Theory by the numbers
or, The yack of the hack of the yack
This is a longer version of my proposal for a THATCamp Theory 2012 session.
How we should go about mining the digital archive of the history of scholarship for theoretical resources? Let’s talk about text-mining journals, quantitatively analyzing metadata about scholarship, and living with closed access as theorists. And perhaps we can work on a dataset or two—I’ll bring some example data and laughably primitive visualizations!
The explanation
One of theory’s major tasks is to describe how scholarship is done—and then to prescribe how it should be done. Often the description leads to the prescription: theory as scholarship about scholarship. Well, yes. It is characteristic of a whole family of genres that belong to theory, from De la grammatologie to Orientalism to Ahmad’s In Theory, Laclau and Mouffe’s Hegemony and Socialist Strategy to Sheldon Pollock theorizing a “Political Philology” in a memorial essay about the scholarship of D.D. Kosambi.
Meanwhile, over in digital-land, one of the richest digital archives we have is the archive of scholarship itself. But we are used to using these archives for search, not as objects of analysis in themselves. That is what I’d like to explore in this session. What does the MLA Bibliography tell us—in the aggregate? What theoretical possibilities can we open up by mining the extraordinary archive represented by JSTOR’s Data for Research service?

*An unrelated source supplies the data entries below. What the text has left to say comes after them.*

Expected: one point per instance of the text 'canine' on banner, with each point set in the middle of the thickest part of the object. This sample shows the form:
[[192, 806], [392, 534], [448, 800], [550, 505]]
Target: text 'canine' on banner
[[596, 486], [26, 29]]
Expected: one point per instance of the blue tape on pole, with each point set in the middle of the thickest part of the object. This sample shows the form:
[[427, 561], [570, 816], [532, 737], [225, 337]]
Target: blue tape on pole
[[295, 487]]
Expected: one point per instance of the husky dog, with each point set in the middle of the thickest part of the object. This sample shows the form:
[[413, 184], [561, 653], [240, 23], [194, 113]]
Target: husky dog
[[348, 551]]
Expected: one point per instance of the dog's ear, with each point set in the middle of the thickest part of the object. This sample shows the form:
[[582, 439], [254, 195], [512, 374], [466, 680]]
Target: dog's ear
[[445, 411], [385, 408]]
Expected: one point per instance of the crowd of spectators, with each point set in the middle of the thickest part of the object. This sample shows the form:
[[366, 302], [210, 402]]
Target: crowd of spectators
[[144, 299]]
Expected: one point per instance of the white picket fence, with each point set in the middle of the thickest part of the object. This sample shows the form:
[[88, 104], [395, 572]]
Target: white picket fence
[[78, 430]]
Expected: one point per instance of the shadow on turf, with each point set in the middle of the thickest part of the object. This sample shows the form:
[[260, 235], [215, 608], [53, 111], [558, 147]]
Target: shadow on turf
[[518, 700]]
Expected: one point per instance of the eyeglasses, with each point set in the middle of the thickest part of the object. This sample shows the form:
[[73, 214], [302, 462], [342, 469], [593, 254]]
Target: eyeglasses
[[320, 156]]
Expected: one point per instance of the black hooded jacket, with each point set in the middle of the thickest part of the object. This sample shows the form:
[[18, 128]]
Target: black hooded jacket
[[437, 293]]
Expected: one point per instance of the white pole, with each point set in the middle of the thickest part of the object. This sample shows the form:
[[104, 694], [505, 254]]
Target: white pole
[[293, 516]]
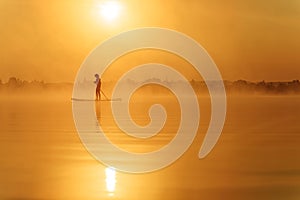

I’d be able to talk about two examples of datasets I’ve done a little work on—one from the MLA Bibliography and one from JSTOR’s archive of PMLA. Please feel free to bring your own datasets, or leads, or inspirations, or problems, or concerns.
The MLA Bibliography and “modernism”
A bit more than a year ago I got permission to download all the MLAIB hits for “modernism” (8000 or so). This was a crude attempt to understand the history of the study of “modernism” as a totality.
Who is a modernist author, according to scholarship? Has it changed? The frequencies as title words of the author names that were most frequent in the whole corpus of titles:
And of a few more figures:
What is a period? What years get covered? I represented periods (using years found in subject headings) by histograms. In the 1970s, “modernism” meant these years:
In the 1990s:
PMLA: a topic model
JSTOR’s Data for Research service makes it possible to download word counts for whole runs of journals. In a pilot project, I and several others got word counts for the full run of PMLA and created several topic models of the archive of that journal.
Here are top keywords for some cherry-picked examples of the 100 topics that MALLET’s latent Dirichlet allocation algorithm inferred:
Topic 4
text line manuscript mss manuscripts reading wrote written copy readings
word scribe order group texts notes copies left note
Topic 6
structure pattern point action theme final end work unity contrast
relationship effect central view part terms dramatic important basic
Topic 78
text literary cultural texts discourse theory studies reading literature
work culture relation critical language textual trans writing critique
criticism
Topic 85
head back house body dead face hair hand hands people red eyes white boy
side small blood black day
And here are some time courses for the presence of those topics in PMLA by 5-year window:
The question
Can this sort of data-mining do theoretical work for us—as digital humanists, as humanists? What is needed to move from my current state (“Gee whiz, this is a thing I can sort of do”) to something more directed (“Here is an argument about the history and the future of scholarship”)?
More!
MLAIB unfortunately requires special dispensation for bulk downloads. But [JSTOR’s interface] is available to anyone after a free registration. So if anyone is inspired, it’s easy and fast to put in a request for a dataset—JSTOR will give you word counts and metadata for up to 1000 articles represented by any single JSTOR search. Usually the data is available very fast after you submit the request.
How about some of the scholarly subject headings searchable in the amazing Bookworm?
Recommended reading
An example of the kind of intervention that’s possible: consider Andrew Abbott’s hilarious essay on the non-impact of concordances on pre-WWII literary scholarship. It’s a shaft aimed straight at the heart of DH (or at least at the fantasies about the transformative power of search as such).